Published in "The NYC Jazz Record", May 2018
NY@Night:
WILLIAM HOOKER
“The Great Migration”, Apr 5, 2018
Roulette, Brooklyn NY
by John
Pietaro
The vision
of master drummer William Hooker artfully extends beyond the fourth wall,
through time and space, conjuring jazz’s socio-political foundation. With the
multi-media piece “The Great Migration”, he traces the northward path of
African Americans and through pre-recorded interviews, the lives of elders Nannie
Lampkin and Alton Brooks, both pridefully present in the audience. Still, most
of the action took place onstage.
The stories
were intertwined with powerful music, mostly live but also through early recordings
of spirituals and a haunting chain-gang song. Hooker’s ensemble of Ras Moshe (tenor
saxophone), Eriq Robinson (electronics), Mara Rosenbloom (piano), William
Parker (bass), David Soldier (violin, banjo) and Ava Mendoza (guitar) shook the
sturdy house with searing improvisations that painted an aural manifesto of the
Black experience; the band’s free jazz, the living embodiment of liberation.

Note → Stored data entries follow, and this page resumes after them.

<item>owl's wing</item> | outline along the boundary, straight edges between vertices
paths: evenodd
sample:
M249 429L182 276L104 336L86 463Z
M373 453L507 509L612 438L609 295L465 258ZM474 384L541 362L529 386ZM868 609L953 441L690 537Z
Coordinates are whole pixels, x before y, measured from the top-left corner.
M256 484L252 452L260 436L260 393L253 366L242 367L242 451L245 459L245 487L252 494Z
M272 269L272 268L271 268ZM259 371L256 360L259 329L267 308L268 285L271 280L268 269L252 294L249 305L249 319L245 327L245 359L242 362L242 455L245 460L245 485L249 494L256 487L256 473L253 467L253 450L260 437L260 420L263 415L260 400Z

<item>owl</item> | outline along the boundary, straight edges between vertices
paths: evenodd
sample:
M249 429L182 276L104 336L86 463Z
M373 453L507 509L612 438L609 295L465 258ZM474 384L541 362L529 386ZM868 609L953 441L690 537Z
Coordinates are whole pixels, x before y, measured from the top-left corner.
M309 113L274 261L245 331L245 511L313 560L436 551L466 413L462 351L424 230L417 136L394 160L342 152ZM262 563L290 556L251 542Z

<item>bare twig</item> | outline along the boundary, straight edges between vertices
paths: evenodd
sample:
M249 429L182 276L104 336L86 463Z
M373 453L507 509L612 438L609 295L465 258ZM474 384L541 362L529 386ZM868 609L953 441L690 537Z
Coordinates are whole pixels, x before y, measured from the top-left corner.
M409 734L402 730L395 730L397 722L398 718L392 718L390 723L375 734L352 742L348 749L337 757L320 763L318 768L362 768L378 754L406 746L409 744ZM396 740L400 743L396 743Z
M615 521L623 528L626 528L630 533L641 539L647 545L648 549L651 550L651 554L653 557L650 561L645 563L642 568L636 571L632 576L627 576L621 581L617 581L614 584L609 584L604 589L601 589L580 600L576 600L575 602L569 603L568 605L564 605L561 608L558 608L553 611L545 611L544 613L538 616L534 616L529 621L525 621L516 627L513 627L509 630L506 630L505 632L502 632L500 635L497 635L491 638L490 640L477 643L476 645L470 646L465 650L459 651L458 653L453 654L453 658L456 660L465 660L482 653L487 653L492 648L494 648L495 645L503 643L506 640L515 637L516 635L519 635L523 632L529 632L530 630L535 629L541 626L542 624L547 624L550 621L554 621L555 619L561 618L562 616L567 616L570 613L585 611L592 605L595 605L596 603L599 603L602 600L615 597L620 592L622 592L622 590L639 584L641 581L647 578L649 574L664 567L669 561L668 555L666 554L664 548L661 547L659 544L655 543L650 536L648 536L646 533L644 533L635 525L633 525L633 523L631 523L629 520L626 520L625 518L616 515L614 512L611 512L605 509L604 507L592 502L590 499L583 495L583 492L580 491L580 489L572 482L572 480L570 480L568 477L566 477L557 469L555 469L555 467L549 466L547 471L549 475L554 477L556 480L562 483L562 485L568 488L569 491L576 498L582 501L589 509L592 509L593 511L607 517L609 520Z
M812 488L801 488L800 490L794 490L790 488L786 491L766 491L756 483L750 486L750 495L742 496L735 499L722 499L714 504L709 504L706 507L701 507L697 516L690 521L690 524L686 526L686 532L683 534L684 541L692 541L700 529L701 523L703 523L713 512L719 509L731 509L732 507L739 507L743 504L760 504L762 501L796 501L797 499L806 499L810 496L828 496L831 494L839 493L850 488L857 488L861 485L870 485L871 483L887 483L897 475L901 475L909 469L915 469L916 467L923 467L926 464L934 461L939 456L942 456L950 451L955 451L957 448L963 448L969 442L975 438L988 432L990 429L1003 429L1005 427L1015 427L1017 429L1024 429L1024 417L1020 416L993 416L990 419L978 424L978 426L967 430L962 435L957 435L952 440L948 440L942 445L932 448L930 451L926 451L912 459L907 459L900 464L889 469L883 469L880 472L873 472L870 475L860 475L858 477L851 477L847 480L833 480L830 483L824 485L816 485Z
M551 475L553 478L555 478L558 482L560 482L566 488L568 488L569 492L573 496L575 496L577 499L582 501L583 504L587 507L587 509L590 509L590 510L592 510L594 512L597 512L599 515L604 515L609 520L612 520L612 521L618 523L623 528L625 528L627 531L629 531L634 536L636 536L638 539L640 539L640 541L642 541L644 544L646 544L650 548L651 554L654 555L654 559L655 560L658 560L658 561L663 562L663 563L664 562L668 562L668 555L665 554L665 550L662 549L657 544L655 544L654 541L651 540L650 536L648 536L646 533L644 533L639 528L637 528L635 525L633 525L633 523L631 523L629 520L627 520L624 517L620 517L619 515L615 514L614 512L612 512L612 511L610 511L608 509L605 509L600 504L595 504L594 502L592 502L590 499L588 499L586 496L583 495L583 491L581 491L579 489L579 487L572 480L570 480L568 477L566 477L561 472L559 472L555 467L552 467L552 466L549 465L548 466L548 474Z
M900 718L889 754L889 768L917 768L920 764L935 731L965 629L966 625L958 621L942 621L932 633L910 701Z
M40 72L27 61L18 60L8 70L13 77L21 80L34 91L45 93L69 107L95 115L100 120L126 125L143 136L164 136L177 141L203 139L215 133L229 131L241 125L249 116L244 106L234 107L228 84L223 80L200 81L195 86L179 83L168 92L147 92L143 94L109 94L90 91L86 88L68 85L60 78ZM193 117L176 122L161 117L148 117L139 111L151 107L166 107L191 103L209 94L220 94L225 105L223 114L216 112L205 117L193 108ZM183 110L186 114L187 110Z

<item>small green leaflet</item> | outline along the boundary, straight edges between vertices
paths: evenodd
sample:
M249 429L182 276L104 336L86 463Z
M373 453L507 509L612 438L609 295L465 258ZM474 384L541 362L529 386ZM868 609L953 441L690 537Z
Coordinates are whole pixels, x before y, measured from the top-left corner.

Moshe, as always, played with compelling passion, Mendoza’s features were
downright gripping and the electronics of Robinson tore up the soundscape.
The
leader’s composed melodies guided the action, particularly a blues hook so
prominent in Parker’s bass, often varied fluidly by the others. The music,
emotively directed by Hooker, recalled the rural south sans any trace of parody
(Soldier’s fiddle was exceptional here but his banjo needed stronger
amplification), while other sections were ethereal and expansive (Rosenbloom,
yes!). Dancer Goussy Celestin’s majestic segments flanked the production and she,
Jeremy Grosvenor and Hooker also acted as narrators. So vital is this epic
work, right now, that a lack of future productions would simply be criminal.